In a press conference following the NCAA’s announcement that Rick Pitino will be suspended for five games and the program will be forced to vacate the 2013 national title, Louisville made one thing very clear: They believe that the punishment they received as “excessive”, and they are going to fight the NCAA’s rulings for as long as they can.

“I’ve lost a lot of faith in the NCAA with what they just did,” Pitino said, adding later that, “I know the committee was sickened by this. So were we. But they made a very large mistake.”

“We did not deserve any of this at all.”

Louisville fans will have roughly three more months to wait on word on whether or not that appeal will be successful -- Louisville has 15 days to file their appeal, the NCAA has 30 days to respond, Louisville will get 30 days to respond to the response and then the NCAA will have 15 days to make a final ruling.

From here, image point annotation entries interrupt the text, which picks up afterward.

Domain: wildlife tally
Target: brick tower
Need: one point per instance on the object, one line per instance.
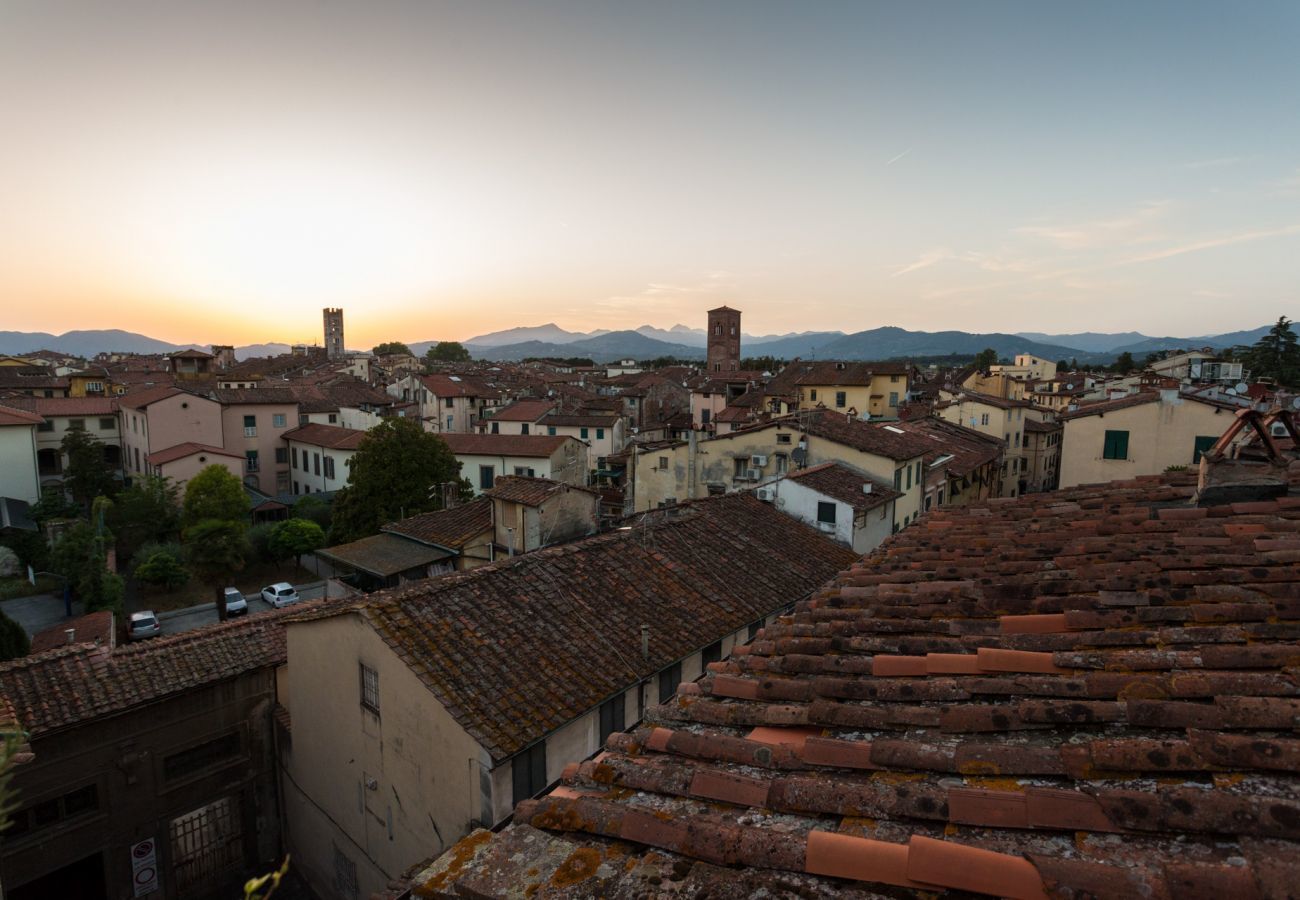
(723, 340)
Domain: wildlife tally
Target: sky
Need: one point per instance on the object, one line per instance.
(219, 173)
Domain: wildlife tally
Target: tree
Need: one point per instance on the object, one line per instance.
(13, 640)
(293, 537)
(391, 347)
(89, 474)
(216, 528)
(150, 510)
(1275, 355)
(447, 351)
(394, 474)
(213, 493)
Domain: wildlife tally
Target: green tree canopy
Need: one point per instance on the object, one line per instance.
(87, 475)
(1275, 355)
(150, 510)
(394, 472)
(215, 493)
(390, 347)
(447, 351)
(293, 537)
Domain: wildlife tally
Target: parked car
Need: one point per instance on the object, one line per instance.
(280, 595)
(143, 624)
(235, 602)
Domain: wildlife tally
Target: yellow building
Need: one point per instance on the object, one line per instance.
(1139, 435)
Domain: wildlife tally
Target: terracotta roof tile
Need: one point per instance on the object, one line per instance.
(1066, 693)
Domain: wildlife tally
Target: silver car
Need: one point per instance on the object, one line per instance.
(143, 624)
(235, 602)
(281, 593)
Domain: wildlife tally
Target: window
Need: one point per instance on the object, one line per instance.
(202, 756)
(668, 680)
(612, 717)
(528, 771)
(1116, 445)
(369, 689)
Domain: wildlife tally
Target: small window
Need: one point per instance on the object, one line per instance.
(1116, 445)
(668, 680)
(612, 717)
(369, 688)
(528, 773)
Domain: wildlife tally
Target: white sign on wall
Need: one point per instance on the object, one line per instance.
(144, 869)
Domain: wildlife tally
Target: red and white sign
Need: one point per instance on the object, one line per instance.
(144, 870)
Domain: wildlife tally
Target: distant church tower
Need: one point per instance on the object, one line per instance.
(723, 340)
(334, 333)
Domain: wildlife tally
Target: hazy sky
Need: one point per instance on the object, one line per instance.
(219, 172)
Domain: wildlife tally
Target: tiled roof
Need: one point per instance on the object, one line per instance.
(845, 484)
(13, 416)
(505, 445)
(529, 492)
(521, 647)
(66, 687)
(384, 554)
(187, 449)
(90, 628)
(524, 411)
(1083, 693)
(965, 448)
(326, 436)
(449, 528)
(895, 441)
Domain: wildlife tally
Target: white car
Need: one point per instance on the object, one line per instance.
(235, 602)
(280, 595)
(143, 624)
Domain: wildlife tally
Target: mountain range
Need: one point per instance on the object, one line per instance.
(685, 342)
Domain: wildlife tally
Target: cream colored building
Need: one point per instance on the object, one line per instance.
(750, 457)
(1139, 435)
(419, 714)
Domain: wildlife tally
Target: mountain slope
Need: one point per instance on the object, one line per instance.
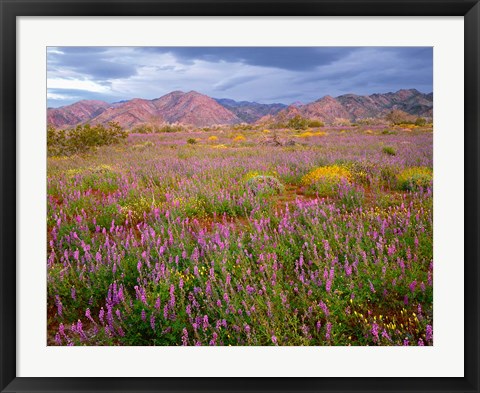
(199, 110)
(250, 112)
(76, 113)
(354, 107)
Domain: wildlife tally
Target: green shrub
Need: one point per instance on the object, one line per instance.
(170, 128)
(388, 176)
(298, 123)
(414, 178)
(389, 150)
(82, 138)
(265, 185)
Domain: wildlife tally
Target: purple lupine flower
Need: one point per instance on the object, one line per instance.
(89, 315)
(385, 335)
(59, 305)
(413, 285)
(374, 332)
(184, 337)
(152, 321)
(205, 322)
(328, 330)
(213, 341)
(429, 333)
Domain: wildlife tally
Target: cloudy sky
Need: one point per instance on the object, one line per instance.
(261, 74)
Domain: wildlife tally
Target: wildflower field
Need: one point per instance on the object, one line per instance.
(221, 237)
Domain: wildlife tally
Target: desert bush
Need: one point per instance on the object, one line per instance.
(389, 150)
(170, 128)
(142, 146)
(414, 178)
(239, 138)
(350, 196)
(82, 138)
(298, 123)
(361, 172)
(388, 176)
(315, 123)
(326, 180)
(388, 132)
(261, 184)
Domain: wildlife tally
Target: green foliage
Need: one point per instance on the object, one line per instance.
(388, 132)
(388, 176)
(170, 128)
(389, 150)
(414, 178)
(265, 185)
(82, 138)
(298, 123)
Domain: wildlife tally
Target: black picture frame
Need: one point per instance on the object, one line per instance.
(10, 9)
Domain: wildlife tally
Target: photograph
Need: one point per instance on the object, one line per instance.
(239, 196)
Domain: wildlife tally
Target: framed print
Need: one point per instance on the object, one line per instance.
(196, 195)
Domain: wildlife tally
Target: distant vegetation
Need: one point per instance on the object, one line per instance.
(82, 139)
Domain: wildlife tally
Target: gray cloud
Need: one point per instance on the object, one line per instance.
(262, 74)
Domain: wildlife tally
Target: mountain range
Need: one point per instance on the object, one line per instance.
(199, 110)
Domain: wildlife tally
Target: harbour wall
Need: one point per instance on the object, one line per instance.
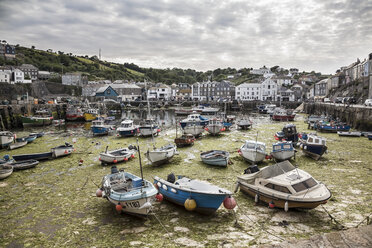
(358, 116)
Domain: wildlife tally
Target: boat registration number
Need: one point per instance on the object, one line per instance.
(133, 204)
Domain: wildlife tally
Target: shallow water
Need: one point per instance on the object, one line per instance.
(54, 204)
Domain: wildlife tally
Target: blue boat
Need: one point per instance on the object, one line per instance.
(196, 119)
(200, 196)
(100, 128)
(314, 146)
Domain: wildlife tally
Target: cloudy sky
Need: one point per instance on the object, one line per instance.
(315, 35)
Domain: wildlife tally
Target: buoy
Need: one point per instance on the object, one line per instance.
(99, 193)
(159, 197)
(190, 204)
(229, 202)
(119, 207)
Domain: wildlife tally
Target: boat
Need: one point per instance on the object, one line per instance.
(99, 127)
(117, 156)
(6, 138)
(127, 129)
(313, 145)
(148, 128)
(281, 114)
(283, 150)
(244, 124)
(194, 119)
(5, 170)
(55, 152)
(18, 144)
(36, 120)
(161, 155)
(74, 114)
(253, 151)
(193, 194)
(349, 134)
(215, 126)
(284, 186)
(215, 157)
(91, 114)
(23, 165)
(129, 193)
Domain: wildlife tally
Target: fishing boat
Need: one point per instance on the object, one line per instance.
(281, 114)
(283, 151)
(5, 171)
(253, 151)
(148, 128)
(313, 145)
(23, 165)
(215, 126)
(158, 156)
(215, 157)
(244, 124)
(36, 120)
(117, 156)
(91, 114)
(127, 129)
(193, 194)
(6, 138)
(74, 114)
(349, 134)
(129, 193)
(284, 186)
(194, 119)
(100, 128)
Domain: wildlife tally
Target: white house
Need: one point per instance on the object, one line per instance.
(248, 92)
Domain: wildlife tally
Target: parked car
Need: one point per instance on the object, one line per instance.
(368, 102)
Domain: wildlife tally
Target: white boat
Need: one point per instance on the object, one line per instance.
(127, 128)
(253, 151)
(284, 186)
(6, 138)
(161, 155)
(215, 126)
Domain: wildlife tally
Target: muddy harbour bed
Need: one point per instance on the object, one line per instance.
(54, 204)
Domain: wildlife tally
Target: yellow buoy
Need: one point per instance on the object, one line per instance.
(190, 204)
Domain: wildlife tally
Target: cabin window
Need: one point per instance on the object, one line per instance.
(307, 184)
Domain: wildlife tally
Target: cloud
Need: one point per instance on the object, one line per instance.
(314, 35)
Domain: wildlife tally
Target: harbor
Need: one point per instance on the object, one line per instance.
(55, 203)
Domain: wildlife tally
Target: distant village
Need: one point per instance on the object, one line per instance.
(269, 86)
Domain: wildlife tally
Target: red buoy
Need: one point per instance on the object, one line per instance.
(159, 197)
(99, 193)
(119, 207)
(229, 202)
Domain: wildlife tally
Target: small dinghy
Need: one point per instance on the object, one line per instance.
(161, 155)
(5, 170)
(283, 151)
(194, 195)
(118, 155)
(284, 186)
(253, 151)
(129, 193)
(23, 165)
(215, 157)
(349, 134)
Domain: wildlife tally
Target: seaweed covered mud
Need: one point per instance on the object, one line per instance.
(54, 204)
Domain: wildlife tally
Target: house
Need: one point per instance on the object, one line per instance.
(106, 92)
(30, 71)
(248, 92)
(75, 78)
(18, 76)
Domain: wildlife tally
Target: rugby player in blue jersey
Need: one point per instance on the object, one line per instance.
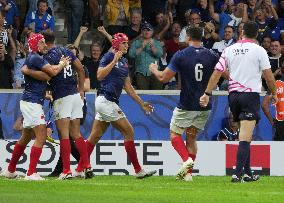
(113, 73)
(67, 105)
(195, 65)
(31, 106)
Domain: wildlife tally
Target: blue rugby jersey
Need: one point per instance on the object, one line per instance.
(195, 65)
(112, 84)
(34, 89)
(65, 82)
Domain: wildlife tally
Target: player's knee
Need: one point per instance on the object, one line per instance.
(174, 135)
(128, 133)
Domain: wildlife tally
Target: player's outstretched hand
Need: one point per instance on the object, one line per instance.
(65, 60)
(204, 100)
(117, 56)
(274, 99)
(83, 29)
(153, 67)
(147, 108)
(102, 29)
(25, 70)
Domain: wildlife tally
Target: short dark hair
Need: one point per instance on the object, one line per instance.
(228, 26)
(194, 33)
(41, 1)
(250, 29)
(49, 36)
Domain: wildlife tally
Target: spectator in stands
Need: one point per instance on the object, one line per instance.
(163, 24)
(193, 19)
(22, 52)
(117, 13)
(74, 18)
(133, 31)
(239, 14)
(265, 24)
(6, 69)
(33, 6)
(276, 58)
(40, 20)
(172, 45)
(12, 13)
(146, 51)
(266, 42)
(210, 35)
(252, 7)
(203, 9)
(227, 41)
(150, 9)
(171, 7)
(135, 4)
(182, 7)
(238, 32)
(3, 31)
(231, 130)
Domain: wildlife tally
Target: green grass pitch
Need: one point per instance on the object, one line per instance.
(124, 189)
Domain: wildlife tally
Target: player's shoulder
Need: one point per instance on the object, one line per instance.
(108, 55)
(34, 56)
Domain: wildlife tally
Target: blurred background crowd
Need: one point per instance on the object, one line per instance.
(156, 30)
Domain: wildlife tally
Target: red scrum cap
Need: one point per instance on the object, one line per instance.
(33, 41)
(117, 39)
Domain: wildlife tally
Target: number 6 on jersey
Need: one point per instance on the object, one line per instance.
(198, 72)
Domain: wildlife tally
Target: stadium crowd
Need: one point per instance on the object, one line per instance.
(149, 34)
(156, 30)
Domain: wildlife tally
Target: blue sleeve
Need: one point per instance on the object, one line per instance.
(28, 20)
(87, 75)
(222, 17)
(174, 66)
(67, 52)
(106, 59)
(38, 62)
(52, 24)
(16, 10)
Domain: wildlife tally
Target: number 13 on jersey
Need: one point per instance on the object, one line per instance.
(68, 71)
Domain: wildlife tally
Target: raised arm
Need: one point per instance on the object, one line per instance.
(38, 75)
(163, 76)
(212, 13)
(104, 71)
(265, 108)
(83, 30)
(102, 30)
(13, 49)
(81, 75)
(53, 70)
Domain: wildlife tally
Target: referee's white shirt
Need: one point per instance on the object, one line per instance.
(245, 61)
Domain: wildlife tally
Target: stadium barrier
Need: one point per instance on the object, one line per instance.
(153, 127)
(109, 158)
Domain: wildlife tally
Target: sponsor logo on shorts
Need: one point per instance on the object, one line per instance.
(259, 158)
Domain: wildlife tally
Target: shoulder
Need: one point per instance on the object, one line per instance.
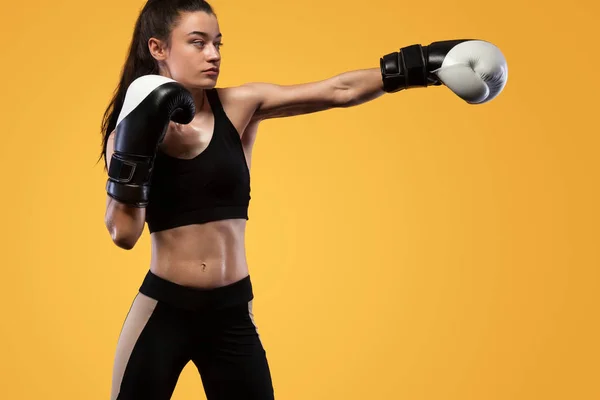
(245, 94)
(240, 103)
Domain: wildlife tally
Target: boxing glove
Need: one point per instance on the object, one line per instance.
(474, 70)
(151, 102)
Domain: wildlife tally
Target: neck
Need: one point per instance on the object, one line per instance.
(199, 99)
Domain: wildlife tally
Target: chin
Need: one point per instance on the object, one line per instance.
(204, 83)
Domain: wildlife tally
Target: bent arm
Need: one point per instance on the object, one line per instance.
(125, 223)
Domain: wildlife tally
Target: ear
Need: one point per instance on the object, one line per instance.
(157, 48)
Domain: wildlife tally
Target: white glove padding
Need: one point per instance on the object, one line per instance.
(474, 70)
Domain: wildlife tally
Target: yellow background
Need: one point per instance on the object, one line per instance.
(414, 247)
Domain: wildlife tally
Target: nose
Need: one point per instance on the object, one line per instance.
(213, 53)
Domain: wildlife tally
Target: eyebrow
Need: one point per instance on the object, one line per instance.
(203, 34)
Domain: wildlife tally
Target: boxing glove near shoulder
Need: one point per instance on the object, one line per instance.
(474, 70)
(151, 102)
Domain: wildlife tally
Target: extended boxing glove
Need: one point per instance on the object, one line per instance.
(474, 70)
(150, 103)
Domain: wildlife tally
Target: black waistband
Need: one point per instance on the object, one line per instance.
(194, 298)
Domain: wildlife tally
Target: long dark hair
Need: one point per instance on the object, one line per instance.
(156, 20)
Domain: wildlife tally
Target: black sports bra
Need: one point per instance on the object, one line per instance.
(215, 185)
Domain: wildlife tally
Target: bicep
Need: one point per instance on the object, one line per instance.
(276, 101)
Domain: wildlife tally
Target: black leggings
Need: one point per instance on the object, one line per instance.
(170, 325)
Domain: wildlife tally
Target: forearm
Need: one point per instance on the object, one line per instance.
(358, 87)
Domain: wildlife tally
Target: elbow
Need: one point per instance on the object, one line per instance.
(345, 98)
(123, 238)
(125, 242)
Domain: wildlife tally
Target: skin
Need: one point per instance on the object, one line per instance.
(213, 254)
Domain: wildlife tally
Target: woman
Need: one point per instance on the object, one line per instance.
(178, 153)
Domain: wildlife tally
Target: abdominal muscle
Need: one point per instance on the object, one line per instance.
(204, 256)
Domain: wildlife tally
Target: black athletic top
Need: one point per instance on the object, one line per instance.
(215, 185)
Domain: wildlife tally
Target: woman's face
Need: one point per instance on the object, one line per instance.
(193, 58)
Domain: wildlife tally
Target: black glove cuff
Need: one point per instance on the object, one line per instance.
(132, 195)
(404, 69)
(128, 169)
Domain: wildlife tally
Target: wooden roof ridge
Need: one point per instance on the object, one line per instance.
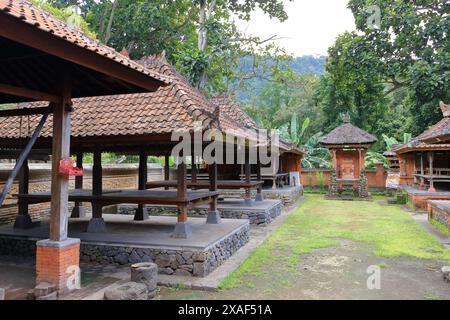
(348, 134)
(194, 102)
(437, 136)
(39, 19)
(233, 111)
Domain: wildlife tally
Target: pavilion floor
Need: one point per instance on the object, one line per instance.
(419, 198)
(127, 241)
(122, 230)
(259, 213)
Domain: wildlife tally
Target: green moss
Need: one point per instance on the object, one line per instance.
(318, 223)
(440, 227)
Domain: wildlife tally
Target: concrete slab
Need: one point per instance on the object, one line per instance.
(259, 213)
(123, 230)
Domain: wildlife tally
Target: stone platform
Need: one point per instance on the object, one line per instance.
(287, 194)
(259, 213)
(127, 242)
(439, 210)
(419, 198)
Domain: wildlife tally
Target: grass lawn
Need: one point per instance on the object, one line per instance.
(319, 223)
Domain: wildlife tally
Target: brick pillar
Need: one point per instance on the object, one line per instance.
(379, 175)
(57, 262)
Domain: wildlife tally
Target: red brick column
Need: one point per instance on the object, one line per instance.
(57, 262)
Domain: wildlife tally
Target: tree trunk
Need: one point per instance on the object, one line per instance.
(111, 18)
(205, 12)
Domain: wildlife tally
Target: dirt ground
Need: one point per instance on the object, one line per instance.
(339, 273)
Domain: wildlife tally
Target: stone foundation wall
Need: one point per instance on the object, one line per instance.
(256, 217)
(439, 215)
(186, 262)
(18, 246)
(287, 196)
(420, 202)
(114, 177)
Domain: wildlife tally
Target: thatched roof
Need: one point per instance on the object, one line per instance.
(436, 137)
(348, 134)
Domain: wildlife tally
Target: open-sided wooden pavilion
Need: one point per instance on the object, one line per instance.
(348, 146)
(425, 163)
(290, 156)
(129, 124)
(43, 59)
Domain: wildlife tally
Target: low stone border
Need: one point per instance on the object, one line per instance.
(257, 216)
(439, 213)
(183, 261)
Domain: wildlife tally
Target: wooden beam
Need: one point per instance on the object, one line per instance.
(60, 150)
(97, 174)
(42, 155)
(30, 36)
(213, 185)
(182, 192)
(28, 93)
(194, 164)
(79, 179)
(24, 182)
(166, 169)
(142, 182)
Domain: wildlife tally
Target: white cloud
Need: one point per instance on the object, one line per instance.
(311, 29)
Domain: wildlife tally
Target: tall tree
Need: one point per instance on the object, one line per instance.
(402, 46)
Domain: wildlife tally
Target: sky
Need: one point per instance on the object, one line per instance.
(311, 29)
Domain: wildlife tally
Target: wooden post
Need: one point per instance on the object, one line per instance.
(78, 210)
(54, 256)
(213, 214)
(182, 228)
(166, 169)
(422, 181)
(141, 212)
(259, 195)
(97, 224)
(59, 212)
(431, 157)
(194, 164)
(23, 220)
(248, 172)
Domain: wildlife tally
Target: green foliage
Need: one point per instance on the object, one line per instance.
(390, 231)
(320, 180)
(67, 13)
(390, 78)
(372, 158)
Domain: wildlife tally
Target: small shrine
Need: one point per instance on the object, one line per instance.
(348, 145)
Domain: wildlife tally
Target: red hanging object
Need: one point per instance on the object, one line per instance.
(67, 168)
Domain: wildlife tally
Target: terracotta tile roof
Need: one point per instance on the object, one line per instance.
(233, 118)
(40, 19)
(437, 136)
(232, 111)
(348, 134)
(174, 107)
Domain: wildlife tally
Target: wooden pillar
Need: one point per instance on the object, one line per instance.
(259, 195)
(59, 212)
(248, 172)
(422, 172)
(194, 165)
(78, 210)
(141, 212)
(213, 214)
(431, 157)
(166, 169)
(97, 224)
(182, 228)
(23, 220)
(54, 256)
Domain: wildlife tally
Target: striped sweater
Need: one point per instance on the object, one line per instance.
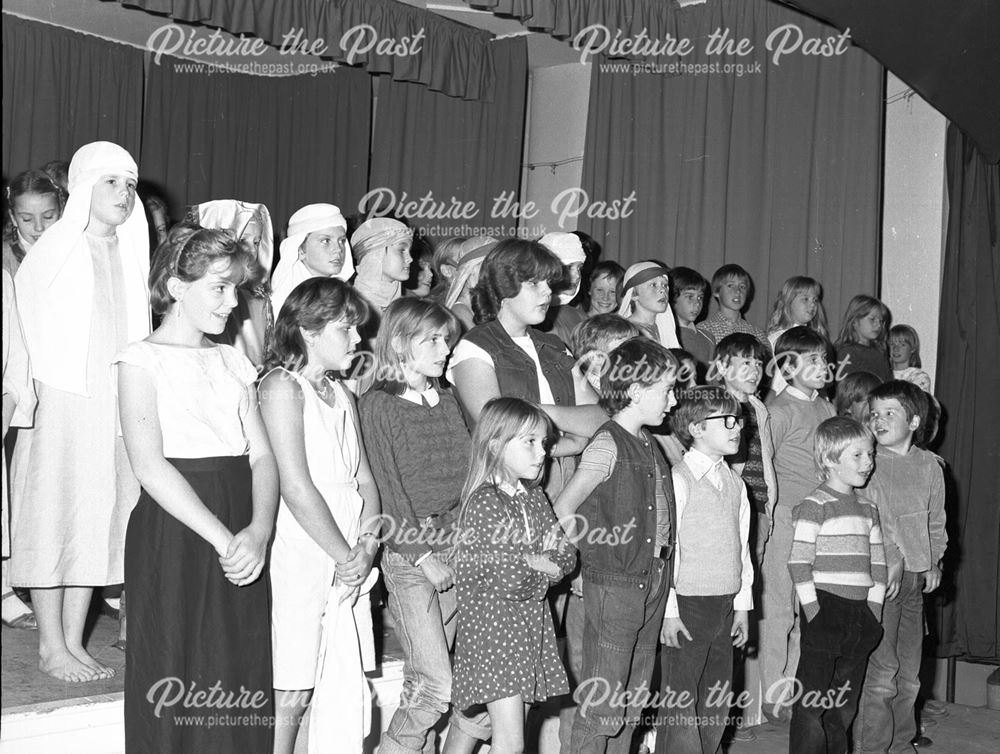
(838, 548)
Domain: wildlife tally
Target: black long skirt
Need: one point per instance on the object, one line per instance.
(198, 653)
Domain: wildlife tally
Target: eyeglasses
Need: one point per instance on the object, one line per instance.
(731, 420)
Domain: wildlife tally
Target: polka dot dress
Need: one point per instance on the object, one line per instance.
(505, 643)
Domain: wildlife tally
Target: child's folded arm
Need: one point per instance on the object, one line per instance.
(879, 571)
(744, 598)
(936, 519)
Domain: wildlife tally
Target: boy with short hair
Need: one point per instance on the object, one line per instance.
(838, 566)
(802, 355)
(591, 342)
(731, 286)
(908, 488)
(622, 484)
(710, 600)
(687, 288)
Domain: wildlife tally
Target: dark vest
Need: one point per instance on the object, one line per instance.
(516, 374)
(626, 503)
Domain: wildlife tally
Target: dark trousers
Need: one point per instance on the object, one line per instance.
(701, 670)
(835, 649)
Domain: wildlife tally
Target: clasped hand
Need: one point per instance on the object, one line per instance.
(244, 558)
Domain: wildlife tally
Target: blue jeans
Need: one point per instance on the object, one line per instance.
(886, 717)
(420, 613)
(621, 628)
(699, 664)
(835, 648)
(573, 620)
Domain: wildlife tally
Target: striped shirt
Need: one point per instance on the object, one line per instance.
(838, 548)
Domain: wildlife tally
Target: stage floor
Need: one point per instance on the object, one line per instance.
(91, 712)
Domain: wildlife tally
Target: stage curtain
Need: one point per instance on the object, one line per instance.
(61, 90)
(968, 383)
(470, 151)
(450, 57)
(283, 141)
(777, 169)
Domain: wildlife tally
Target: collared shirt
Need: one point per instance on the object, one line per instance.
(419, 396)
(796, 393)
(701, 466)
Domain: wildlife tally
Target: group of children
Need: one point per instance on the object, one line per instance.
(636, 444)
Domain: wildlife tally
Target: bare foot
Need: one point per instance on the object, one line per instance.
(66, 667)
(100, 670)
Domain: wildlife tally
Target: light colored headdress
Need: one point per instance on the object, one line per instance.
(370, 243)
(234, 215)
(55, 282)
(291, 270)
(568, 250)
(473, 252)
(643, 272)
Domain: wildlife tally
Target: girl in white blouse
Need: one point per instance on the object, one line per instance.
(196, 542)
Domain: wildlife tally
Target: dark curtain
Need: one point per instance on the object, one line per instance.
(282, 141)
(948, 52)
(449, 57)
(61, 90)
(968, 386)
(777, 169)
(469, 151)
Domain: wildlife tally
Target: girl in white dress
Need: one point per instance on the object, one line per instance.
(316, 246)
(196, 542)
(325, 535)
(82, 297)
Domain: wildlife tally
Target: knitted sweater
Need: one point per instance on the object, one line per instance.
(909, 492)
(837, 548)
(794, 420)
(419, 456)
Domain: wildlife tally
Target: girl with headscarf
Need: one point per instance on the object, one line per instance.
(382, 253)
(459, 297)
(82, 296)
(316, 246)
(646, 302)
(251, 323)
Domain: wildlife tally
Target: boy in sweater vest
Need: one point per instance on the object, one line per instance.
(801, 354)
(710, 600)
(908, 488)
(838, 566)
(619, 506)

The biggest issue here is that the NCAA has ruled that 108 games and 15 NCAA tournament wins from Dec. 2010 through July 2014, including the 2013 national title, will have to be vacated by Louisville. The rest of the punishments levied -- four years of probation, a five-game suspension for Pitino, a handful of recruiting restrictions, the 2016 self-imposed postseason ban -- are all either relatively minor or less than what many expected, but that banner will be coming down will be a big deal. No school has ever had a national title vacated.

The crux of Louisville’s appeal will center around the value of what was provided. The reason that games are being vacated is that the players involved -- according to the NCAA, 15 recruits and three enrolled student-athletes -- received impermissible benefits from a member of the coaching staff. They were, in the NCAA’s eyes, ineligible to play at that point.

According to the book published by Katina Powell, the self-proclaimed escort queen that provided the strippers and sex workers, roughly $10,000 changed hands during the four years that this was happening. From a monetary perspective, these benefits are relatively minor and, according to Chuck Smrt, had they been identified in real time, the restitution to keep the athletes eligible would have been made quickly. Louisville even argued in their response to the Notice of Allegations that the value of the benefits meant that these should be Level III, not Level I, violations.

The NCAA, however, determined that the lurid nature of what occurred -- a member of the coaching staff paying for “adult entertainment and/or sex acts” for recruits, 7-10 of whom were under 18, and players -- the dollar value of said entertainment.

Louisville may have a point, but it does not appear to be a point that the NCAA is going to be willing to concede on.